Jak mialam okolo lat 3 to sie rozwiedli, dzis po tylu latach zapytani o date rozwodu odpowiadaja : byla zima, a moze juz wiosna....mialas 2 latka, nie chyba juz 4, byl to koniec lat 80 lub poczatek 90....ale zaraz zaraz, w 91 juz mama za maz wyszla, wiec jednak chyba koniec 80....potrzebowalam te dane, do informacji do paszportu Corki...oboje nie mielo pojecia jak to bylo!! Z pomoca przyszla wojskowa precyzja dziadka i jego dzienniki.

Rodzice nie klucili sie o mnie, postanowili razem mnie wychowac, razem a jednak osobno. Mialam miec mozliwosc decydowania z kim bede chciala mieszkac jak podrosne, na poczatek zostalam z mama. Kazde decyzje, od wyboru przedszkola, podstawowki, gimnazjum, przez to czy mam przystapic do I komunii swietej, gdzie i czy mam jechc na oboz/kolonie, po to czy juz pora na komputer/komorke itp nalezala do obojga. Oboje decydowali czy moge isc do kolezanki na noc, do ktorej moge zostaj na imprezie i jak do domu bede wracac. Nie widzialam klutni, nie bylo awantur. Sa inni, zupelnie nie pasujacy do siebie, ale potrafiacy sie zachowac i razem mnie wychowac najlepiej jak to w takiej sytuacji mozliwe.

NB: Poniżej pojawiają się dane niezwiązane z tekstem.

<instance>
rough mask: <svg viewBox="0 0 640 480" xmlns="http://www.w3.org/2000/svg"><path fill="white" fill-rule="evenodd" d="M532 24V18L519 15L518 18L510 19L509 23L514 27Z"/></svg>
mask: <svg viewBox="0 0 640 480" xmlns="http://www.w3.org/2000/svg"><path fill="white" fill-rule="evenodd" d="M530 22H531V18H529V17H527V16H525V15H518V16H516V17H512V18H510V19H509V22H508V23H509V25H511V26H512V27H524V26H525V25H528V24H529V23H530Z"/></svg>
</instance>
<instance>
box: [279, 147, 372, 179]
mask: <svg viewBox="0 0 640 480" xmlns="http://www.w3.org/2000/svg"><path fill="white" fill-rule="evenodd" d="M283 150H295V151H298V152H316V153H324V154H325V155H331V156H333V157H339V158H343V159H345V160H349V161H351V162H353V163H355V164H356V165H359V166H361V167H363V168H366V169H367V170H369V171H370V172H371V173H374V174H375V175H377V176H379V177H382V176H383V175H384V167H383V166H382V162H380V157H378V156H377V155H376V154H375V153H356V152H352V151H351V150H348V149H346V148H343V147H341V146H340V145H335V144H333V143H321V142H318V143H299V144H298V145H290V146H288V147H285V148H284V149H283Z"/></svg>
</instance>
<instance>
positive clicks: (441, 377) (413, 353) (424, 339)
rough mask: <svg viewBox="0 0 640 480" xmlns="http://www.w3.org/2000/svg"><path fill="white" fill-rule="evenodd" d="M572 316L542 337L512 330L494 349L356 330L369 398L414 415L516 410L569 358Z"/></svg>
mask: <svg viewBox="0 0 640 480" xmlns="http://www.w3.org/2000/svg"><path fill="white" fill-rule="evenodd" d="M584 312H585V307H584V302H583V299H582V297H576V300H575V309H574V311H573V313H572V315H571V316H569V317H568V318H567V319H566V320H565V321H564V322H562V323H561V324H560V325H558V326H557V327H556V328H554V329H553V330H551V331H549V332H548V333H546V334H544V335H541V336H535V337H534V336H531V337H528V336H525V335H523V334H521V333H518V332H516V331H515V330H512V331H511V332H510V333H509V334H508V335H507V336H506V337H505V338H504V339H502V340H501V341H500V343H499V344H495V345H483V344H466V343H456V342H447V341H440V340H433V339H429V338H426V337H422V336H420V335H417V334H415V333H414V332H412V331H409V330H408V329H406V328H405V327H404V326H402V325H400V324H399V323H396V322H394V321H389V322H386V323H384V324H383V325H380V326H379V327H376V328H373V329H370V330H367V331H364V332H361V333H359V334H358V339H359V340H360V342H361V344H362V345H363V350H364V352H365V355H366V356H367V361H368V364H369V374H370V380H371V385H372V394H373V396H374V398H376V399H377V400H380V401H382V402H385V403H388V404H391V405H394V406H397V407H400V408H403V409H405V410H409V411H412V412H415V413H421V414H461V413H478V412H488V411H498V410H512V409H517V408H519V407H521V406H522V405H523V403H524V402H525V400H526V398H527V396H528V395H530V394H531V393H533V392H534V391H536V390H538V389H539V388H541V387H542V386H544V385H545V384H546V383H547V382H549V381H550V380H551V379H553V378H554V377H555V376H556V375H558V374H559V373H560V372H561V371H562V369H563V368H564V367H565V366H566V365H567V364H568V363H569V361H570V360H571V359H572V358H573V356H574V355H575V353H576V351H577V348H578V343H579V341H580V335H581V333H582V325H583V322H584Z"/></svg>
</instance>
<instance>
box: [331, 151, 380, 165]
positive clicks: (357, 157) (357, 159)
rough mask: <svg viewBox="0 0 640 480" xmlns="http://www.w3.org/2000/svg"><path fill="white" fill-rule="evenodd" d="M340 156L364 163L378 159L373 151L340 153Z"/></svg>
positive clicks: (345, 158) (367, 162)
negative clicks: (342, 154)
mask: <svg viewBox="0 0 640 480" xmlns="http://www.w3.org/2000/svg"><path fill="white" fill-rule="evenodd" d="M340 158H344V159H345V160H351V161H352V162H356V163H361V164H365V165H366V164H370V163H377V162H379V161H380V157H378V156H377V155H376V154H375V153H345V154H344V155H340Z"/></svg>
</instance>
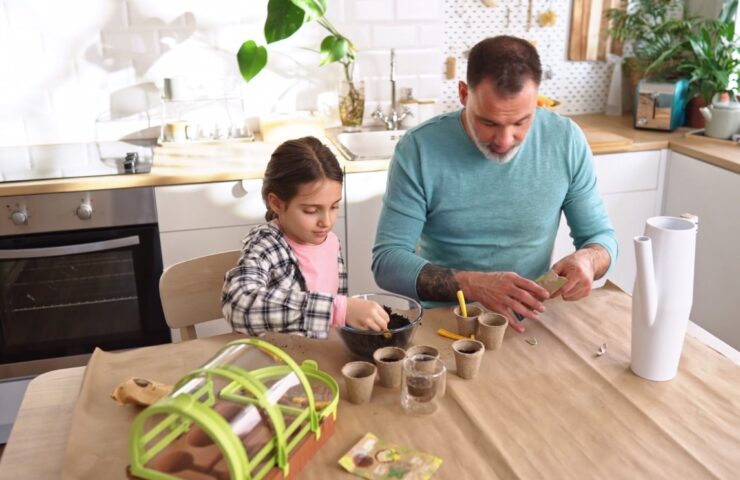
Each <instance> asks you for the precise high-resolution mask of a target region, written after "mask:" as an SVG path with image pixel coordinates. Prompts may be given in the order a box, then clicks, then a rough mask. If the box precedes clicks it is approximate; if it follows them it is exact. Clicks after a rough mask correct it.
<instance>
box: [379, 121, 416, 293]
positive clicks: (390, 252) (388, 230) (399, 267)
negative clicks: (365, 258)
mask: <svg viewBox="0 0 740 480" xmlns="http://www.w3.org/2000/svg"><path fill="white" fill-rule="evenodd" d="M425 222H426V200H425V197H424V189H423V185H422V182H421V180H420V172H419V153H418V149H417V148H416V144H415V142H414V139H413V137H412V136H411V135H405V136H404V137H403V138H402V139H401V141H400V142H399V143H398V146H397V148H396V151H395V153H394V155H393V160H392V161H391V165H390V168H389V170H388V185H387V188H386V192H385V195H384V197H383V208H382V210H381V213H380V219H379V221H378V229H377V232H376V235H375V245H374V247H373V262H372V270H373V275H374V276H375V282H376V283H377V284H378V286H380V287H381V288H383V289H385V290H388V291H391V292H395V293H399V294H401V295H405V296H407V297H411V298H418V295H417V292H416V281H417V278H418V276H419V272H420V271H421V269H422V267H423V266H424V265H426V264H427V263H428V262H427V260H425V259H423V258H422V257H420V256H418V255H416V254H415V250H416V243H417V242H418V240H419V237H420V235H421V232H422V229H423V228H424V223H425Z"/></svg>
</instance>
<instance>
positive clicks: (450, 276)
mask: <svg viewBox="0 0 740 480" xmlns="http://www.w3.org/2000/svg"><path fill="white" fill-rule="evenodd" d="M541 77H542V68H541V65H540V60H539V56H538V55H537V51H536V50H535V48H534V47H533V46H532V45H531V44H529V43H528V42H527V41H525V40H522V39H519V38H516V37H509V36H500V37H494V38H488V39H486V40H483V41H481V42H480V43H478V44H477V45H476V46H475V47H473V49H472V50H471V52H470V56H469V58H468V72H467V82H462V81H461V82H460V84H459V87H458V90H459V96H460V102H461V103H462V105H463V107H464V108H463V110H461V111H457V112H454V113H448V114H443V115H439V116H437V117H435V118H433V119H431V120H430V121H428V122H425V123H424V124H422V125H419V126H417V127H416V128H413V129H411V130H409V131H408V132H407V133H406V134H405V135H404V136H403V138H402V139H401V141H400V142H399V143H398V146H397V147H396V151H395V153H394V156H393V161H392V162H391V166H390V169H389V172H388V188H387V191H386V194H385V197H384V199H383V209H382V212H381V215H380V221H379V224H378V231H377V235H376V238H375V246H374V248H373V273H374V274H375V281H376V282H377V283H378V285H379V286H380V287H382V288H384V289H386V290H389V291H392V292H397V293H401V294H403V295H407V296H410V297H414V298H418V299H420V300H425V301H443V302H454V300H455V293H456V291H457V290H462V291H463V293H464V294H465V298H466V299H470V300H475V301H478V302H480V303H481V304H482V305H484V306H485V307H486V308H488V309H491V310H493V311H496V312H499V313H502V314H503V315H505V316H506V317H507V318H508V319H509V323H510V324H511V325H512V327H514V329H516V330H517V331H520V332H522V331H524V327H523V326H522V325H521V324H520V322H519V321H517V320H516V317H517V316H520V318H522V317H525V318H529V319H537V318H538V315H539V313H541V312H543V311H544V310H545V308H544V306H543V304H542V301H543V300H545V299H547V298H548V297H549V295H548V292H547V290H545V289H544V288H542V287H541V286H539V285H538V284H536V283H535V282H534V281H532V280H531V279H533V278H536V277H537V276H539V275H540V274H542V273H544V272H546V271H547V270H548V269H549V267H550V256H551V253H552V248H553V244H554V241H555V235H556V233H557V229H558V224H559V220H560V213H561V211H562V212H564V213H565V216H566V218H567V220H568V225H569V226H570V229H571V236H572V237H573V243H574V245H575V246H576V249H577V250H576V251H575V252H574V253H573V254H571V255H569V256H567V257H565V258H563V259H561V260H559V261H558V262H557V263H555V264H554V265H553V266H552V269H553V270H554V271H555V272H556V273H558V274H559V275H562V276H564V277H566V278H567V282H566V283H565V285H564V286H563V287H561V288H560V290H558V292H556V293H555V294H554V295H555V296H556V295H561V296H562V297H563V299H565V300H578V299H580V298H583V297H585V296H587V295H588V294H589V292H590V291H591V285H592V283H593V280H594V279H595V278H599V277H600V276H602V275H604V274H605V273H606V271H607V270H608V268H609V266H610V265H611V264H612V263H613V262H614V261H615V260H616V255H617V241H616V237H615V235H614V230H613V229H612V227H611V225H610V222H609V218H608V216H607V212H606V209H605V208H604V204H603V202H602V200H601V198H600V197H599V194H598V190H597V188H596V178H595V176H594V172H593V162H592V156H591V151H590V149H589V147H588V144H587V143H586V140H585V138H584V136H583V133H582V132H581V130H580V129H579V128H578V127H577V126H576V125H575V123H573V122H572V121H571V120H569V119H567V118H565V117H562V116H560V115H557V114H555V113H553V112H550V111H547V110H544V109H538V108H537V91H538V88H539V84H540V80H541Z"/></svg>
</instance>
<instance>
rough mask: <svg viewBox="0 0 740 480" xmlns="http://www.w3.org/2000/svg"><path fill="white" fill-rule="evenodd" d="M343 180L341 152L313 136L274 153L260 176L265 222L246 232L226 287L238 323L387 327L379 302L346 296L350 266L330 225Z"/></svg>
mask: <svg viewBox="0 0 740 480" xmlns="http://www.w3.org/2000/svg"><path fill="white" fill-rule="evenodd" d="M342 181H343V173H342V169H341V167H340V166H339V162H337V159H336V157H334V154H332V152H331V150H329V149H328V148H327V147H326V146H325V145H323V144H322V143H321V142H320V141H319V140H317V139H316V138H314V137H304V138H299V139H297V140H289V141H287V142H285V143H283V144H282V145H280V146H279V147H278V148H277V149H276V150H275V152H274V153H273V154H272V157H271V158H270V161H269V162H268V164H267V169H266V170H265V177H264V182H263V184H262V199H263V200H264V202H265V206H266V207H267V214H266V215H265V219H266V220H268V223H266V224H264V225H258V226H256V227H254V228H253V229H252V230H251V231H250V232H249V233H248V234H247V236H246V237H245V239H244V248H243V249H242V256H241V259H239V263H238V264H237V266H236V267H235V268H233V269H231V270H230V271H229V272H228V273H227V274H226V282H225V283H224V288H223V292H222V294H221V304H222V306H223V312H224V317H225V318H226V319H227V320H228V321H229V322H230V323H231V325H232V327H233V328H234V330H236V331H239V332H243V333H247V334H249V335H259V334H261V333H263V332H265V331H268V330H276V331H280V332H291V333H299V334H302V335H305V336H308V337H313V338H326V337H327V336H328V333H329V328H330V327H334V326H342V325H345V324H347V325H350V326H352V327H354V328H359V329H364V330H376V331H380V330H385V329H386V328H387V325H388V314H387V313H386V312H385V311H384V310H383V308H382V307H381V306H380V305H379V304H377V303H375V302H372V301H369V300H362V299H359V298H348V297H347V296H346V293H347V272H346V270H345V267H344V261H343V260H342V255H341V251H340V246H339V239H338V238H337V236H336V235H335V234H334V232H332V231H331V229H332V227H333V226H334V224H335V223H336V221H337V214H338V213H339V202H340V201H341V200H342Z"/></svg>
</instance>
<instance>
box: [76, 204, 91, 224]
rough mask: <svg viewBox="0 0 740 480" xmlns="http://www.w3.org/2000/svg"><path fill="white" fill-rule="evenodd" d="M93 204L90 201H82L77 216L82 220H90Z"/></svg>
mask: <svg viewBox="0 0 740 480" xmlns="http://www.w3.org/2000/svg"><path fill="white" fill-rule="evenodd" d="M92 211H93V210H92V205H90V204H89V203H81V204H80V206H79V207H77V211H76V212H75V213H76V214H77V218H79V219H80V220H90V219H91V218H92Z"/></svg>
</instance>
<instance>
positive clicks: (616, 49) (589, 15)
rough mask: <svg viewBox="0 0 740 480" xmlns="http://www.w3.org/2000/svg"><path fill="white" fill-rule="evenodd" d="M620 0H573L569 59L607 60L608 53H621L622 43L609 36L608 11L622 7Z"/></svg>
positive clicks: (568, 55) (568, 51) (616, 53)
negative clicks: (611, 9)
mask: <svg viewBox="0 0 740 480" xmlns="http://www.w3.org/2000/svg"><path fill="white" fill-rule="evenodd" d="M620 3H621V2H620V0H573V6H572V10H571V19H570V42H569V46H568V60H606V54H607V53H616V54H621V45H618V44H617V43H616V42H615V41H614V40H613V39H611V38H609V37H607V35H606V31H607V29H608V28H609V25H608V20H607V18H606V11H607V10H608V9H610V8H617V7H620Z"/></svg>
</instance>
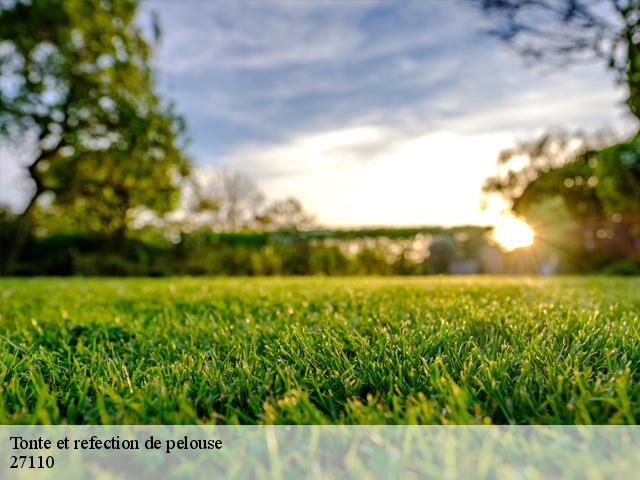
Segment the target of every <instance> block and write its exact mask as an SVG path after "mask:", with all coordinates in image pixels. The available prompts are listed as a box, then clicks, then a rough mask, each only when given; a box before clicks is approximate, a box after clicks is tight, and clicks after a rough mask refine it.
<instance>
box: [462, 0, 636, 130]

Mama wyszla ponowie za maz szybko. Chwile pozniej roku urodzil sie im syn a po 3  nastepnych latach corka. Tata ozenil sie jak mialam 10 lat, 2 lata pozniej urodzil sie im pierwsz syn, po nastepmnych 12 latach jeszcze dwoch, bliznieta. Macocha wymarzyla sobie blondyneczke z warkoczykami, a dostala dwoch blondynow w loczkami :)

I takim oto sposobem zostalam Jedynaczka Z Wielodzietnej Rodziny.

Rodzice pomimo wielu roznic, pomimo, ze nie zawsze dobrze sie dogadywalam z cala ich 4....zawsze mi, jak i reszcie dzeci wpajali :Jestescie Rodzenswtem. Nie przyrodnim, tylko po prostu rodzenstwem.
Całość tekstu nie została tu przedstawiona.